A monte dei versi di Giuliano Petrigliano «c’è un occhio interiore acuto e inventivo che prova a leggere e interpretare la complessità del mondo», scrive Nicola Salvini nella sua nota introduttiva a “Poesie inutili”, silloge d’esordio del poeta e cantautore lucano – classe 1991 – che nonostante la giovane età e il paradosso, apertamente provocatorio, del titolo, «non si perde, va al sodo e colpisce con efficacia, muovendosi sul terreno dell’ironia [...] e talvolta del sarcasmo amaro». Poesia sociale, capace di rendere al lettore contraddizioni e sfumature dello scorcio di contemporaneità in cui ci troviamo a vivere; una lettura dolce-amara dell’Italia di oggi che non disdegna i territori dell’anima e i registri più intimi e personali.

La poesia di Giuliano Petrigliano colpisce il lettore «con la chiarezza delle descrizioni, la freschezza delle narrazioni, la maturità delle considerazioni […] e ci restituisce molto del mondo in cui viviamo». Una scrittura pulita e nitida, priva di quei “pesi” che fiaccano buona parte della lirica contemporanea, avvitata su se stessa nell’inseguimento vano dell’indicibile. Le “corde” che Petrigliano tocca nelle sue poesie sono le stesse con le quali ha sempre composto ed accompagnato le canzoni: versi capaci di abbracciare in un medesimo sguardo intimismo e socialità, sterminate e complesse realtà corali e geografie interiori altrettanto vaste; una generale riflessione sul mondo e sulla bellezza dietro la quale si intuisce «una sedimentazione di letture importanti», testimoniata fin dalla scelta del titolo, teso a porre l’accento, in tempi di “guerra della moneta” e “bombe finanziarie”, sull’importanza di una cultura “non monetizzabile”.
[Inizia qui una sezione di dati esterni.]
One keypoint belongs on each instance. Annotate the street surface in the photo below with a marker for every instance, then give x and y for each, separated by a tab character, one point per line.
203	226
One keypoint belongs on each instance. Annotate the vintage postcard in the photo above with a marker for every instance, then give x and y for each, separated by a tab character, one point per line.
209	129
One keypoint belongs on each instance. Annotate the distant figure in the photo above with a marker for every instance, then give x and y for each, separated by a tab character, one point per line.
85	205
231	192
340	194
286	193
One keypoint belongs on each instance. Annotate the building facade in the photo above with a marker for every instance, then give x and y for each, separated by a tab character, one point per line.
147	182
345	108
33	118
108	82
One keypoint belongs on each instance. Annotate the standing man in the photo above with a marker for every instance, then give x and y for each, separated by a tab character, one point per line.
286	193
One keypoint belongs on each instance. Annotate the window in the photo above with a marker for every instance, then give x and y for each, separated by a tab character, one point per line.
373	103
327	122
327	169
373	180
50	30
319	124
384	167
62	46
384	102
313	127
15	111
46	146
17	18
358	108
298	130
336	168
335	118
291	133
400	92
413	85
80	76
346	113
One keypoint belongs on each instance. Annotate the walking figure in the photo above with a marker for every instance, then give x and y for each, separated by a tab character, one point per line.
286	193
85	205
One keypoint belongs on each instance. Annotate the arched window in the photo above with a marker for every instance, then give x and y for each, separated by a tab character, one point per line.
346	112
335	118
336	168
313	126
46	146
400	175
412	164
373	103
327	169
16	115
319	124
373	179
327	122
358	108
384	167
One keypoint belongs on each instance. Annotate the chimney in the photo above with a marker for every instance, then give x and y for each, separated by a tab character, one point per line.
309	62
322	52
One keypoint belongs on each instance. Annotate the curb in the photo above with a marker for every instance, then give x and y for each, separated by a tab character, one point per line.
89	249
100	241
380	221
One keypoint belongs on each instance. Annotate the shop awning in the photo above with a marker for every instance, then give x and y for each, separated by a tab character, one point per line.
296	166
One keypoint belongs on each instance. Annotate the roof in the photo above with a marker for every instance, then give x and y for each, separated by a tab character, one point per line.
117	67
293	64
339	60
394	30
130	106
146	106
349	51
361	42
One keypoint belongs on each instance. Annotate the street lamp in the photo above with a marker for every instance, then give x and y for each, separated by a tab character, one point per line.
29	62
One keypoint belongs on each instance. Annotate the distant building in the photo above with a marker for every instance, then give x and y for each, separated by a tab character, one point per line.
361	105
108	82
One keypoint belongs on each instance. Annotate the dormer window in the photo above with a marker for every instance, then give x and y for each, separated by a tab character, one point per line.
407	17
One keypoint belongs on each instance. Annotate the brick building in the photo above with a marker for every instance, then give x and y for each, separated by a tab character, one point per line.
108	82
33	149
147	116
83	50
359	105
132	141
L’eBook, con la nota introduttiva di Nicola Salvini e la copertina di Raffaele Bellizio, è disponibile in tutte le librerie on-line nei formati ePub, Mobi e Pdf. Per approfondimenti: www.matiskloedizioni.com/poesieinutili

Articolo di Margutte su Matisklo

giulianopetrigliano

Giuliano Petrigliano nasce a Policoro (MT) il 29 ottobre 1991. Sin dall’adolescenza si appassiona alla musica: scopre i cantautori italiani, come De André, Gaber e De Gregori, senza trascurare la lezione dei folksinger d’oltreoceano come Bob Dylan e gli chansonnier francesi; sul loro esempio impara a suonare da autodidatta la chitarra e l’armonica a bocca. Di lì a poco inizia a scrivere canzoni e poesie. Nel 2013 partecipa, nell’ambito di un concorso per cantautori emergenti, ad uno stage di formazione presso il C.E.T. (Centro Europeo di Toscolano), la scuola di musica di Mogol, situata nella campagna umbra, durante il quale ha la possibilità di seguire corsi di canto, composizione e scrittura creativa tenuti da professionisti del settore discografico, come Valter Sacripanti – batterista e produttore artistico che vanta collaborazioni con Ivan Graziani, Massimo Varini e Simone Cristicchi – e Francesco Gazzè – fratello di Max e autore di gran parte dei suoi brani – oltre che di Mogol stesso.

L’anno successivo si trasferisce a Roma. Prende una stanza in affitto, studia tecnica vocale con Silvia Gollini – già corista di Alex Britti – e suona dappertutto, dai pub di periferia fino agli angoli delle strade. È principalmente durante il soggiorno nella capitale che compone buona parte della silloge “Poesie inutili”, sua silloge d’esordio.